I recently upgraded to LR4 from LR3. Usually when I accept the option to "Update Process Version" on my older images, I check the "Update All Filmstrip Photos" box. I noticed that LR4 does not always update the process version of all the photos I thought it would. In one folder, I have several collapsed image stacks and LR4 updated the process version of only the top image in each stack (as well as all unstacked images). That is, it did not update the process version of the undisplayed stacked images. This behavior feels a little bit wrong to me. Is this the way it's supposed to work -- update only the visible images in the filmstrip and let me stumble across the non-updated ones myself?


----------



## Mark Sirota (Mar 13, 2013)

That's consistent with the way that collapsed stacks work for everything else -- when you make a change, whether it is to Library metadata or Develop settings, only the top image of a collapsed stack is changed. I agree that in this case it feels a little odd, but it's consistent.

You can find the others by using the Library filters to find all the old process version photos, or you can just select all, expand all stacks, and change them all to PV2012. The photos that are already there won't be affected.


----------



## MarkNicholas (Mar 14, 2013)

Because of the dramatic changes that PV2012 makes to already developed photos I would (from personal experience) seriously recommend not converting too many photos in one go. I now only convert photos one by one, otherwise I would end up with a whole lot of photos that were previously developed but are now un-developed. If you are lucky you may get the odd photo that does not require further work after converting to PV2012, but > 95% need significant further work.
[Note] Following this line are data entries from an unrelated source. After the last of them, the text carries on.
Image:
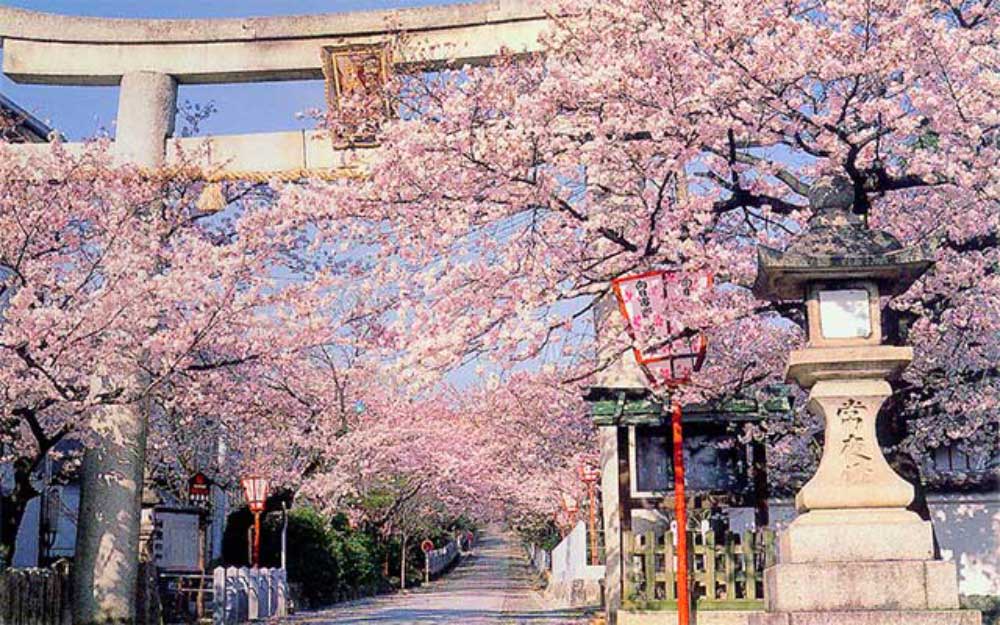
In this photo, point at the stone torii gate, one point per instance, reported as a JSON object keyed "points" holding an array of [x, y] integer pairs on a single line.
{"points": [[148, 59]]}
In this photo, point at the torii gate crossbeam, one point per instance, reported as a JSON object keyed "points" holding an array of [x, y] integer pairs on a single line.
{"points": [[46, 48]]}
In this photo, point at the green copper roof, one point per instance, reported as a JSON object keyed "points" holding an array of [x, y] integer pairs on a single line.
{"points": [[623, 408]]}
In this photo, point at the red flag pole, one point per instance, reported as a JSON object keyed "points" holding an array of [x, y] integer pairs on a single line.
{"points": [[680, 512]]}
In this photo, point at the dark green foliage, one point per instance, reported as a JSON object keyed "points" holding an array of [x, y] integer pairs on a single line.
{"points": [[989, 606]]}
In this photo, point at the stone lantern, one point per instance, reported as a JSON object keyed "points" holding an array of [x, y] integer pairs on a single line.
{"points": [[855, 554]]}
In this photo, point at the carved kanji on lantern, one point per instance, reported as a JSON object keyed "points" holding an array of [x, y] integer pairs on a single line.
{"points": [[355, 80]]}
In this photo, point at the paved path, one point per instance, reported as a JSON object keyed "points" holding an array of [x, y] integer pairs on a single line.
{"points": [[493, 587]]}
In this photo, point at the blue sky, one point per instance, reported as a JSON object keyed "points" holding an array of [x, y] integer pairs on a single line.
{"points": [[81, 112]]}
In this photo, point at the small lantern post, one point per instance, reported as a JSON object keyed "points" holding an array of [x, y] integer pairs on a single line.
{"points": [[668, 355], [570, 509], [589, 475], [255, 491]]}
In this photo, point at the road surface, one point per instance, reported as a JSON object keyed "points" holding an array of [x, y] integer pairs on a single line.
{"points": [[493, 587]]}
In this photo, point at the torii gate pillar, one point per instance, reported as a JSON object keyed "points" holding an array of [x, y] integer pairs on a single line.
{"points": [[107, 556]]}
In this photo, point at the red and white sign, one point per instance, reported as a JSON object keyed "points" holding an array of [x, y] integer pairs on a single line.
{"points": [[668, 351]]}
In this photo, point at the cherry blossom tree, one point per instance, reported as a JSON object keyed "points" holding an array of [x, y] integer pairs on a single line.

This means that my catalogue is always in a developed state (either to PV2012 or PV2010).  I have converted about 15% of my entire catalogue now. I just do a few each night before going to bed. I am wondering how long before the next PV201*4* ? comes out and I will have to start all over again !!!


----------



## Tony Jay (Mar 14, 2013)

MarkNicholas said:


> ...This means that my catalogue is always in a developed state (either to PV2012 or PV2010).  I have converted about 15% of my entire catalogue now. I just do a few each night before going to bed. I am wondering how long before the next PV201*4* ? comes out and I will have to start all over again !!!



Hopefuly Lr5 will concentrate on the tidying up the Library, Slideshow, Book,and aspects of the Print modules.
I might be wrong but I personally feel that the develop Module is pretty special right now.

Tony Jay


----------